I've got c. 140 VCF files generated by the IonTorrent variant caller pipeline (sequenced using ampliSeq on the comprehensive cancer panel) that I want to process further. However, I'm not sure what filters to apply to the VCFs before grouping them into merged VCFs per group.
As far as I can tell, there are established GATK filtering thresholds, and thresholds for samtools mpileup called variants, but their INFO and FORMAT fields in their vcfs do not match up exactly with those provided by variants called from IonTorrent.
Is it ok to try and translate the GATK thresholds into those used by IonTorrent (as I say there's no exact match between some of the thresholds and values provided by IonTorrent) or is there a known set of hard thresholds somewhere that I could use as a starting point for my filtering?
Hey Graeme, which tags are present in the FORMAT and INFO fields? Usually one would filter by position read depth and QUAL score. If certain metrics are present, one can also filter by strand and read position bias, allelic fraction, etc.
I've got QUAL and AF in both FORMAT and INFO fields. I suspect that damaged DNA has low allelic fraction (there'll be lots of reference reads and not many variant reads) so a filter on the allelic fraction and on quality will remove most of the damaged DNA from the sample. Other filters I applied were based on those for GATK, but obviously transposed into the IonTorrent metadata language.

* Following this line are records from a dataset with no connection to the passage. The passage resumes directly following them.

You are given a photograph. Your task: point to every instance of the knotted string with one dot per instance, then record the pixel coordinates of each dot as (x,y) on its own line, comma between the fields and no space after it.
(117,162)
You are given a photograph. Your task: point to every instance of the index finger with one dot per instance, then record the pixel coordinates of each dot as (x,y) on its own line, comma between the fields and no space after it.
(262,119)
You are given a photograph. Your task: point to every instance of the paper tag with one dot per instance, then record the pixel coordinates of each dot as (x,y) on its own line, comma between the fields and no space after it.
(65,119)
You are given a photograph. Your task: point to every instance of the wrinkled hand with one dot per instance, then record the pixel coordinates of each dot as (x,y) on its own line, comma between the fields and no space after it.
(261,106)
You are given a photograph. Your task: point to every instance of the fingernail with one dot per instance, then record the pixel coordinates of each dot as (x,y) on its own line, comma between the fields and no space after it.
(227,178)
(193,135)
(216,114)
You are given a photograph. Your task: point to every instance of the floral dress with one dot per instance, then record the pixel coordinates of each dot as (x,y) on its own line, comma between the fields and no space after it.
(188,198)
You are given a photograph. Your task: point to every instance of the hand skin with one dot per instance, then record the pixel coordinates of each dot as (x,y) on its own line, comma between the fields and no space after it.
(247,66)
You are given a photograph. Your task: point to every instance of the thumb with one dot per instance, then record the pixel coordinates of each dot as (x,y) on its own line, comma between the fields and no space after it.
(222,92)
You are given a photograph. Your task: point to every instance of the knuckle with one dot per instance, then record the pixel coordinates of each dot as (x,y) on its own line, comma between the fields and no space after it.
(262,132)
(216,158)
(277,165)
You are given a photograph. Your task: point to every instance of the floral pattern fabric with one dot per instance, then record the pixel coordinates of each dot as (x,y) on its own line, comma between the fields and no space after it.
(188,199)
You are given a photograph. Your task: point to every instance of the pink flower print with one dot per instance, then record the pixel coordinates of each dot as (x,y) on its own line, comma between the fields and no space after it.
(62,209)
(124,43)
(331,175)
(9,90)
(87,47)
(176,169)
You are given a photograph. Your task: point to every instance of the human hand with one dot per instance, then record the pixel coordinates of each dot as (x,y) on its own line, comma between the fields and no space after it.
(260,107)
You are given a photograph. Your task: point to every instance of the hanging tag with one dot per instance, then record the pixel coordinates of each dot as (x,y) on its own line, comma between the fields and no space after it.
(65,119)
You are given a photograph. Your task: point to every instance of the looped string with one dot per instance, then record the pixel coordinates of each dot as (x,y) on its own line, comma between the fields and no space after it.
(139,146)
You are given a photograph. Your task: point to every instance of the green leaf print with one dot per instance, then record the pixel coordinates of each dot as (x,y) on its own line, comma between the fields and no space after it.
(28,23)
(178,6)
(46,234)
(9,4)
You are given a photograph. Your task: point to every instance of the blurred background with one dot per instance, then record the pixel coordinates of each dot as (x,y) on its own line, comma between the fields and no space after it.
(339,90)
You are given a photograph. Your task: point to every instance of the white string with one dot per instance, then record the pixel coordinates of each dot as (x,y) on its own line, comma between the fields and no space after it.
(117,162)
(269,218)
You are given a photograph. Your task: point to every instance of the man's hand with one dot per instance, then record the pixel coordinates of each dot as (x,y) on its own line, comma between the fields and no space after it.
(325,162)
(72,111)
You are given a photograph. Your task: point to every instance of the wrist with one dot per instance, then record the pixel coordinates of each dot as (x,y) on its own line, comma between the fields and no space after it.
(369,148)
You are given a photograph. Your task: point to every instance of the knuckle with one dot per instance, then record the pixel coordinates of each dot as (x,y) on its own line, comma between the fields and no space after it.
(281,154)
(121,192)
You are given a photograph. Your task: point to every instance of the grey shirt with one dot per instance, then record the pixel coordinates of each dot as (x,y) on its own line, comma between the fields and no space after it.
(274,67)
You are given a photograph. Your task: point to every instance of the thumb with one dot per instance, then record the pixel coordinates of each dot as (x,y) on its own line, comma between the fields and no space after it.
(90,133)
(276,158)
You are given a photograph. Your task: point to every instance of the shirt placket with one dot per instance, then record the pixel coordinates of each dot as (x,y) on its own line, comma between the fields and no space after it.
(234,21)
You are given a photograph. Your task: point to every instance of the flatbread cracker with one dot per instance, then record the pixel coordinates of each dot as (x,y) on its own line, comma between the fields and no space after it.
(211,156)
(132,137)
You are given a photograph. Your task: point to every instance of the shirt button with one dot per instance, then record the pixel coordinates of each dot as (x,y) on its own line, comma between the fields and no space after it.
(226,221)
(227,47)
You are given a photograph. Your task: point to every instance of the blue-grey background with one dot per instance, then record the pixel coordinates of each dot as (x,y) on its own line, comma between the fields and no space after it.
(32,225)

The raw data has a Ti/Tv ratio of >16, but filtering it as I did has given a value closer to 2.8, which, given the data is likely exon-heavy (it's not a WGS or WXS run, but was specifically amplified using primers for certain genes) is much better. Also, the distribution in allelic fraction and quality for C>T/G>A transitions once filtered is much closer to that for the opposite transitions T>C/A>G suggesting the filters I ran were stringent enough.